OK that did work for mahout thanks!, but now hadoop cannot load the class, even
when
the jar containing it has been added to the hadoop classpath
hadoop@ubuntu:/home/camilo/mahout-distribution-0.4$ echo $HADOOP_CLASSPATH
/home/camilo/mahout-distribution-0.4/utils/target/dependency/lucene-core-3.0.2.jar:/home/camilo/mahout-distribution-0.4/utils/target/dependency/lucene-analyzers-3.0.2.jar:/home/hadoop/my_analyzer.jar
I get:
hadoop@ubuntu:/home/camilo/mahout-distribution-0.4$ bin/mahout seq2sparse -i
/htmless_articles_seq -o /htmless_articles_vectors_2 -wt tfidf -a
com.my.analyzers.MyAnalyzer
Running on hadoop, using HADOOP_HOME=/usr/local/hadoop
No HADOOP_CONF_DIR set, using /usr/local/hadoop/conf
11/04/21 13:39:33 WARN driver.MahoutDriver: No seq2sparse.props found on
classpath, will use command-line arguments only
11/04/21 13:39:33 INFO vectorizer.SparseVectorsFromSequenceFiles: Maximum
n-gram size is: 3
11/04/21 13:39:33 INFO vectorizer.SparseVectorsFromSequenceFiles: Minimum LLR
value: 1.0
11/04/21 13:39:33 INFO vectorizer.SparseVectorsFromSequenceFiles: Number of
reduce tasks: 1
11/04/21 13:39:33 INFO common.HadoopUtil: Deleting /htmless_articles_vectors_2
11/04/21 13:39:33 WARN mapred.JobClient: Use GenericOptionsParser for parsing
the arguments.
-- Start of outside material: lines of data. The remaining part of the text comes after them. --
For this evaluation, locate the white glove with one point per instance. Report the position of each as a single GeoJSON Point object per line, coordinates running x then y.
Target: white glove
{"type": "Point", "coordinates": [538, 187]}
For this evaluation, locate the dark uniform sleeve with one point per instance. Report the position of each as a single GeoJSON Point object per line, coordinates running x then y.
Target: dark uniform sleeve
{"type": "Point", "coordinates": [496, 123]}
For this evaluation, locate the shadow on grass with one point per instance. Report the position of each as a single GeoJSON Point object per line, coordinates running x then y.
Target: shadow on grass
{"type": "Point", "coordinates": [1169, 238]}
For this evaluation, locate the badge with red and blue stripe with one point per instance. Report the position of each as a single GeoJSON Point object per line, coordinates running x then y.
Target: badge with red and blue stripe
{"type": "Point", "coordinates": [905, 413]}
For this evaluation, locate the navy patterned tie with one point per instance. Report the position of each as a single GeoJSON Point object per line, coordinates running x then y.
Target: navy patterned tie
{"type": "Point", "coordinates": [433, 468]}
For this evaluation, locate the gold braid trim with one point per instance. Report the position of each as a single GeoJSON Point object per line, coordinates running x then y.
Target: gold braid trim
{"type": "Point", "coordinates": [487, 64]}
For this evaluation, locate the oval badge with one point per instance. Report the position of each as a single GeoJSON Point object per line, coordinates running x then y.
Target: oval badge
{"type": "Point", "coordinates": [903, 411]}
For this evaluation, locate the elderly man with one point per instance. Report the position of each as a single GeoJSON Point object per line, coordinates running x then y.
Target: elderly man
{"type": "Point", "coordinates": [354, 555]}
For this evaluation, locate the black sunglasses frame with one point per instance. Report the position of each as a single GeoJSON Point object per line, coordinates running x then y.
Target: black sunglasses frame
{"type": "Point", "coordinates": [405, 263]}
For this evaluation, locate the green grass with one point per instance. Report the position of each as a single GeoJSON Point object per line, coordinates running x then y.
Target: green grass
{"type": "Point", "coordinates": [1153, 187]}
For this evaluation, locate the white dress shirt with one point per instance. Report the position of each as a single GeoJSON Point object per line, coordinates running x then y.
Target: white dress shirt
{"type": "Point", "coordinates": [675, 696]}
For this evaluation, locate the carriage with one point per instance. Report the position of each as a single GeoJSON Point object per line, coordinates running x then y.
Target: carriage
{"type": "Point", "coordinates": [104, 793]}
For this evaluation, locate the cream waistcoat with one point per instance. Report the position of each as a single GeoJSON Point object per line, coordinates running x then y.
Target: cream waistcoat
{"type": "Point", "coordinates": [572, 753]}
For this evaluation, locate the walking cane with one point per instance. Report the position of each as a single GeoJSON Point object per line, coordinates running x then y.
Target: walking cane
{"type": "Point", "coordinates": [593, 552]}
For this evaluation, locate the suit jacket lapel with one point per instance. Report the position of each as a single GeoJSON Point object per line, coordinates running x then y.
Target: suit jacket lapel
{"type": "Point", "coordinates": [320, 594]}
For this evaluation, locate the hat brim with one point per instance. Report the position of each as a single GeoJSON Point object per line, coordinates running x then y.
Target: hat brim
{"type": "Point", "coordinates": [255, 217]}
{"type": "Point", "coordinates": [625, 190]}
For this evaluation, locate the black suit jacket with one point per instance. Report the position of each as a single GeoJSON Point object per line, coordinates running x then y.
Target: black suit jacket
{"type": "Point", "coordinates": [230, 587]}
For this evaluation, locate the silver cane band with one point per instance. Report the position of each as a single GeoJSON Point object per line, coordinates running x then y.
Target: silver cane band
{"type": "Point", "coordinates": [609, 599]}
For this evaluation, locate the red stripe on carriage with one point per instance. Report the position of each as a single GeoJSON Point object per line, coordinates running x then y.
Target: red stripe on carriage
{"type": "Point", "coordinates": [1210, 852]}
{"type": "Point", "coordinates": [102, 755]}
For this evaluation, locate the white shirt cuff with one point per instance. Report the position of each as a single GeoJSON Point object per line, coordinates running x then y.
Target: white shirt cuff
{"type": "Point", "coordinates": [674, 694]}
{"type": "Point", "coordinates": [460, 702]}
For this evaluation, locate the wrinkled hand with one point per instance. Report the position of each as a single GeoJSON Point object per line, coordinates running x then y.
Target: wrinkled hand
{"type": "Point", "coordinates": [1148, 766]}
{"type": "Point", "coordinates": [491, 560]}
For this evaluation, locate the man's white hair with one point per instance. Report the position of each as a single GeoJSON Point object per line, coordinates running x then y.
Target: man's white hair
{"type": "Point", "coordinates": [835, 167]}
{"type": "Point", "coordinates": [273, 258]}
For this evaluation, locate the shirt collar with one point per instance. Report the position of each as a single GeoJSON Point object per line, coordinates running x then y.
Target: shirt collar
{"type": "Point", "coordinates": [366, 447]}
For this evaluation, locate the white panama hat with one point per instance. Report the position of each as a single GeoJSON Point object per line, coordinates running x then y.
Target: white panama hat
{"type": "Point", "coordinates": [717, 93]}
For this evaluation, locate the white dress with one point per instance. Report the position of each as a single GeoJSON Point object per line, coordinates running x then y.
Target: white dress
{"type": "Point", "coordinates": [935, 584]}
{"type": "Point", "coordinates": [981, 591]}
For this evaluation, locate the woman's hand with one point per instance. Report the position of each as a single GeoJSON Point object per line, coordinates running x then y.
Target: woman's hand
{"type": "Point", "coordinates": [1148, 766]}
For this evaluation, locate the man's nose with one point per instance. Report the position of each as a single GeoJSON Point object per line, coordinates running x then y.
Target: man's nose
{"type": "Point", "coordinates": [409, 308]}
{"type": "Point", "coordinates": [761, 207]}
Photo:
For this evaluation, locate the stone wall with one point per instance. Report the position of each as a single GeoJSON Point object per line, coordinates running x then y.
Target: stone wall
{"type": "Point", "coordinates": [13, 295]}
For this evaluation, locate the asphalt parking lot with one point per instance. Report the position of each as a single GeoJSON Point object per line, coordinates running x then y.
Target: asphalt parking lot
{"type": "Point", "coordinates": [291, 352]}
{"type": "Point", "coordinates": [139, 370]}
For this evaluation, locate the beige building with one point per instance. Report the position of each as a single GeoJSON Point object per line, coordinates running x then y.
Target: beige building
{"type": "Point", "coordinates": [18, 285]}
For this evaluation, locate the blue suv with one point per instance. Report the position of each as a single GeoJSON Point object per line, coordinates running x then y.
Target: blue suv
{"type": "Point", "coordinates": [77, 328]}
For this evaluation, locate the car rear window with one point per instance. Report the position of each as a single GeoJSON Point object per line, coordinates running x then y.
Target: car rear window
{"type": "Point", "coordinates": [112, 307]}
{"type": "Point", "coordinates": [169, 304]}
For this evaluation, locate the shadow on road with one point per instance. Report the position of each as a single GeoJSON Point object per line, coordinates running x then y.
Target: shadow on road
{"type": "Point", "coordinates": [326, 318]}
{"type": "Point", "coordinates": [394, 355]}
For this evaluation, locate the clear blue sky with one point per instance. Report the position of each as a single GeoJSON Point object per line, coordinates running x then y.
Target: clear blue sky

Applications should implement Tool for the same.
11/04/21 13:39:33 INFO input.FileInputFormat: Total input paths to process : 1
11/04/21 13:39:33 INFO mapred.JobClient: Running job: job_201104211109_0038
11/04/21 13:39:34 INFO mapred.JobClient: map 0% reduce 0%
11/04/21 13:39:43 INFO mapred.JobClient: Task Id :
attempt_201104211109_0038_m_000000_0, Status : FAILED
java.lang.IllegalStateException: java.lang.ClassNotFoundException:
com.my.analyzers.MyAnalyzer
at
org.apache.mahout.vectorizer.document.SequenceFileTokenizerMapper.setup(SequenceFileTokenizerMapper.java:61)
at org.apache.hadoop.mapreduce.Mapper.run(Mapper.java:142)
at org.apache.hadoop.mapred.MapTask.runNewMapper(MapTask.java:621)
at org.apache.hadoop.mapred.MapTask.run(MapTask.java:305)
at org.apache.hadoop.mapred.Child.main(Child.java:170)
Caused by: java.lang.ClassNotFoundException: com.my.analyzers.MyAnalyzer
at java.net.URLClassLoader$1.run(URLClassLoader.java:202)
at java.security.AccessController.doPrivileged(Native Method)
at java.net.URLClassLoader.findClass(URLClassLoader.java:190)
at java.lang.ClassLoader.loadClass(ClassLoader.java:307)
at sun.misc.Launcher$AppClassLoader.loadClass(Launcher.java:301)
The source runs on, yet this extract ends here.